Epitomizing Lao Tzu’s epigram that “He who knows, does not speak; he who speaks does not know,” the Invisible College avoids all publicity, mostly because its members fear the ridicule and loss of credibility that would result if their colleagues knew they were among the weirdos.
These people actually exist, and are actual scientists with sterling mainstream reputations, rigorous methodological criteria, and high-up positions in government and the academy.
Meanwhile, of course, the real weirdos—the conspiracy theorists, YouTube vloggers, and hype-mongers in the media (“Ancient Aliens,” anyone?)—dominate public conceptions of what “the phenomenon”—the vague, suggestive term that serious UFO people use to describe… whatever it is we’re talking about—even is.
Try this: when I say the word “UFO,” what do you think of?
For the vast majority of Americans, the answer to that is something created by popular culture or the media. Close Encounters, if you’re of my generation. Maybe The X Files. Even the acronym “UFO” simply stands for “unidentified flying object”—but that’s probably not what you thought when I said it. You thought of a flying saucer, right?
The credibility and stranger-than-fiction aspect of the Invisible College convinced Pasulka to change her project. “Halfway through my research,” she said, “I made the decision to write about this group.”

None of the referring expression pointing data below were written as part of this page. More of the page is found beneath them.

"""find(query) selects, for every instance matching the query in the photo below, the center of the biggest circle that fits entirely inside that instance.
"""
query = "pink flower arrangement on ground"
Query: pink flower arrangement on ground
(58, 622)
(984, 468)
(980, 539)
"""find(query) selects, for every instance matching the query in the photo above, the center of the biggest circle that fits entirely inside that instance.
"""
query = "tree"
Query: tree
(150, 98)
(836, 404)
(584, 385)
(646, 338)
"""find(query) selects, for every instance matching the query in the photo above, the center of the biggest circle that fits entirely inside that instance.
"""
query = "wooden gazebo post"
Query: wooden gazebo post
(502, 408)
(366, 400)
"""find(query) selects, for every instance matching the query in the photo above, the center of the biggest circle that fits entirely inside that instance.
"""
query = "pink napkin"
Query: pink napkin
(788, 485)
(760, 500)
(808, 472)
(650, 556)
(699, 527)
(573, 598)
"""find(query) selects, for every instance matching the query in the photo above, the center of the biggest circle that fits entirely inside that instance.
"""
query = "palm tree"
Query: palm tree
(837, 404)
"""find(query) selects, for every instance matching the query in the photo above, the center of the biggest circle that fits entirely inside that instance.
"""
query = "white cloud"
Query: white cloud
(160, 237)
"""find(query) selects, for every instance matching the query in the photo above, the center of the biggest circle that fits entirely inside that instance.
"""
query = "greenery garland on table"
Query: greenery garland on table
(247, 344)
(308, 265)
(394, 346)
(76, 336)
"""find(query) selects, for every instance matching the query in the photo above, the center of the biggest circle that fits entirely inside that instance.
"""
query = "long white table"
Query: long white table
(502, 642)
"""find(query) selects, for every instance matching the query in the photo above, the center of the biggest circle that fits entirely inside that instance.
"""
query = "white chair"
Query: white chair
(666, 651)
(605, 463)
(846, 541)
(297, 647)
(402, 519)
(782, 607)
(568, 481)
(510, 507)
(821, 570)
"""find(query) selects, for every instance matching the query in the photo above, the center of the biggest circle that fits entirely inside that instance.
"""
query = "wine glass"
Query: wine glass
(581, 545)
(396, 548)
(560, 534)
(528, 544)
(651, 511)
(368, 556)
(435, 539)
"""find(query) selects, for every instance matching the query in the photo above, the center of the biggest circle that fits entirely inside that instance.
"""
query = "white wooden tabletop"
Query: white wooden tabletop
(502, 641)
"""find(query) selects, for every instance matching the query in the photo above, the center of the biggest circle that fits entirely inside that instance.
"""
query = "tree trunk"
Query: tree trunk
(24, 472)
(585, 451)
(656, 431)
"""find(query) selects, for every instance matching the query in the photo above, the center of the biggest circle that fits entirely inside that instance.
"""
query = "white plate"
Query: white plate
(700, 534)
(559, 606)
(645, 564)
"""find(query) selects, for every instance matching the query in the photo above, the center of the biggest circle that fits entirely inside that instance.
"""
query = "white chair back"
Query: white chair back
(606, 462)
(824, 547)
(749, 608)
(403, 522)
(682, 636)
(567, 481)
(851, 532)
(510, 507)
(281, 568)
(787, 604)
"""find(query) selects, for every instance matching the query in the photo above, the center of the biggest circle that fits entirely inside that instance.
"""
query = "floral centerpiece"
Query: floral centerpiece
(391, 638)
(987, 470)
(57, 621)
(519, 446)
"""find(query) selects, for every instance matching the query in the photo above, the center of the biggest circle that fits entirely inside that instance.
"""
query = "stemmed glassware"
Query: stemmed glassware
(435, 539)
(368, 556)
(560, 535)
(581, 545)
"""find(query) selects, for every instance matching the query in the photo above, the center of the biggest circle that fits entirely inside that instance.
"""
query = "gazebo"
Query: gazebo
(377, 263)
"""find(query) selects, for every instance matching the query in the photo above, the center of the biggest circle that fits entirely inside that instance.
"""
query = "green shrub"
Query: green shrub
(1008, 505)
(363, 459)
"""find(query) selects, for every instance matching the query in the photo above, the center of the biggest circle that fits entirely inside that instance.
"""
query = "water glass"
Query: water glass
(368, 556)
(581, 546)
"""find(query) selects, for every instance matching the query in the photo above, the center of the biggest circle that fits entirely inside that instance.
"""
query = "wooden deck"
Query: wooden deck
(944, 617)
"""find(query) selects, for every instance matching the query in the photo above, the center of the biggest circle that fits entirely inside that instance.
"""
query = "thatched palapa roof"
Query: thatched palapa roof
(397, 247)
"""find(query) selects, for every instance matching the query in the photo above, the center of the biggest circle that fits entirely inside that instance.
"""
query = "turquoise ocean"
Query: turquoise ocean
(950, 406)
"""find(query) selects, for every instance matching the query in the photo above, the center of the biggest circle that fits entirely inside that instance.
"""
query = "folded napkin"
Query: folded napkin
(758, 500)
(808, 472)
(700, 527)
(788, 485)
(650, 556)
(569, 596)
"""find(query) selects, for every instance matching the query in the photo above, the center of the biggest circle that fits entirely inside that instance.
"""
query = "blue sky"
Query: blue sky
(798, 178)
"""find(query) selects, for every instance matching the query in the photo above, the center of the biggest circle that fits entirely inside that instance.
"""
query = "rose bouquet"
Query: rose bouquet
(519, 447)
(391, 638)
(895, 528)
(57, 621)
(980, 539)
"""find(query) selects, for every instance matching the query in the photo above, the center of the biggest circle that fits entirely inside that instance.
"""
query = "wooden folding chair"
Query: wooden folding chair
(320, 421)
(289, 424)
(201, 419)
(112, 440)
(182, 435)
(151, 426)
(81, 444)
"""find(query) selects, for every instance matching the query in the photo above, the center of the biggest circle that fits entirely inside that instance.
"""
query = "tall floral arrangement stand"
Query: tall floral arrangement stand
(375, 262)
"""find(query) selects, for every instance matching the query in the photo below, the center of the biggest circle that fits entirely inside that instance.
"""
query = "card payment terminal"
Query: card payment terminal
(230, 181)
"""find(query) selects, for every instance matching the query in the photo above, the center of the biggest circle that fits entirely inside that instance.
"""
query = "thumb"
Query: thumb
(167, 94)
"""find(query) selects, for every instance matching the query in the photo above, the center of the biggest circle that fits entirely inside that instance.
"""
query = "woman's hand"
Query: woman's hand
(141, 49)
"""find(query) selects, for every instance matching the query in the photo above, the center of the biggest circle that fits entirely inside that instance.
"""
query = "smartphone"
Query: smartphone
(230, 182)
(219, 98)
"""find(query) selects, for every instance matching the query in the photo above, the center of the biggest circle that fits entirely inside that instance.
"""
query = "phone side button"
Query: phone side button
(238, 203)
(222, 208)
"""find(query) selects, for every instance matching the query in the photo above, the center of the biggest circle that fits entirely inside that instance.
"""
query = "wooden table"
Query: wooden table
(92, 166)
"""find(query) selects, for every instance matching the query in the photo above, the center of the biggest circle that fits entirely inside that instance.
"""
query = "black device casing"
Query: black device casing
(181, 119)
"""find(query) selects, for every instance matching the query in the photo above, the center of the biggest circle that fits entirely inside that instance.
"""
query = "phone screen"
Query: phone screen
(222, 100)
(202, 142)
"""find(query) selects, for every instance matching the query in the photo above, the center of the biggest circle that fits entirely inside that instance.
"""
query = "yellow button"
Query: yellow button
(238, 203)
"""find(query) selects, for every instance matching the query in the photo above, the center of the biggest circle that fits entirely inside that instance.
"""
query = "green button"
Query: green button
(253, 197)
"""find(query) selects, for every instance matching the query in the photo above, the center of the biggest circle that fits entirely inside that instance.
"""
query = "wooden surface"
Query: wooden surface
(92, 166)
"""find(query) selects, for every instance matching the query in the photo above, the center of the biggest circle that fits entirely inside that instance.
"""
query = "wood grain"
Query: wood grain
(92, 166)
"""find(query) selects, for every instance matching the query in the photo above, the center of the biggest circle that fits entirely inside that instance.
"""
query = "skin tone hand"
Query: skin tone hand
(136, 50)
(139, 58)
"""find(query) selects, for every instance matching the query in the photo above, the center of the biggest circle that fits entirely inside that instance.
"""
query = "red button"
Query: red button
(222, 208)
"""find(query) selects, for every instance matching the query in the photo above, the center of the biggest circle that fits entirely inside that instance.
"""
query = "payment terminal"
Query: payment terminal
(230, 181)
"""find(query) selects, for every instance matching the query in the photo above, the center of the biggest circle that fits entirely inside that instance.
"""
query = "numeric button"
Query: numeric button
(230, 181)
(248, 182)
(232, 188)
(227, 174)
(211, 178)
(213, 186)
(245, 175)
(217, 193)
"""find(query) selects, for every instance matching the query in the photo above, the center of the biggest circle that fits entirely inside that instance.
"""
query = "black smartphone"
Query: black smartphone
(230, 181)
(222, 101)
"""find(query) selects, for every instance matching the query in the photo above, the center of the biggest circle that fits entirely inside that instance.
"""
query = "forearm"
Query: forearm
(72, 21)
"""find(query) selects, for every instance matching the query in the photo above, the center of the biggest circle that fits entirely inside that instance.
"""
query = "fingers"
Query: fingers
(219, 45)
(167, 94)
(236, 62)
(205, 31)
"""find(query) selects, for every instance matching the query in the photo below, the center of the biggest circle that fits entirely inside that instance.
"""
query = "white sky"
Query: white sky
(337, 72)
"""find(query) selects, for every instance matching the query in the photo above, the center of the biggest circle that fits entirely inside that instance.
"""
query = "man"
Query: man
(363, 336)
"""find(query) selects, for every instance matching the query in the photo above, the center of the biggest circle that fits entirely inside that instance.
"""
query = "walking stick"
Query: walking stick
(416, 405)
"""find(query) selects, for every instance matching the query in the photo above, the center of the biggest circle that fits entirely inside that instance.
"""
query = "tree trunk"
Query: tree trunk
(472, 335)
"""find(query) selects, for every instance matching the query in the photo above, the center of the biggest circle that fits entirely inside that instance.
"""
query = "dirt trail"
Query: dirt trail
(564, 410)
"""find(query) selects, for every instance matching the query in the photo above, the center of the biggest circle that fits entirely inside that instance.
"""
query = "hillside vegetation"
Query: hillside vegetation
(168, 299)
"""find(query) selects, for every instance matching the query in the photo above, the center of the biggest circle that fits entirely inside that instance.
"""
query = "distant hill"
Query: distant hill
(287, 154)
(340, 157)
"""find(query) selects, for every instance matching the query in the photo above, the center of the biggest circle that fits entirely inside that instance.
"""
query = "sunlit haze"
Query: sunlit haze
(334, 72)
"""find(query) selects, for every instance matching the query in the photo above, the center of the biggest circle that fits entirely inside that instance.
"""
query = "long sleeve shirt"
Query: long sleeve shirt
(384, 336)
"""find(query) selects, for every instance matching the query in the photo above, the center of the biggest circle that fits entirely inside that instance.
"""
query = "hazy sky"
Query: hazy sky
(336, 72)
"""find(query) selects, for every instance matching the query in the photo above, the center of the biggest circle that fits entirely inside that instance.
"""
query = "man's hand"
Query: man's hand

Second, Pasulka found that among Invisible College members those who actually study the phenomenon, little green men have nothing to do with it. “What is ultimately marketed to the public about the phenomenon,” Pasulka writes, “barely resembles these scientists’ findings.”
“Yes, according to some people who actually invented it, aliens created your iPhone.”
Even the actual government programs that actually study unidentified flying objects—The New York Times just ran a profile of one of them—are, by now, shrouded in myth and legend. What’s really in Area 51? What was Project Bluebook (now a History Channel series)? The answers are almost always mediated by popular culture.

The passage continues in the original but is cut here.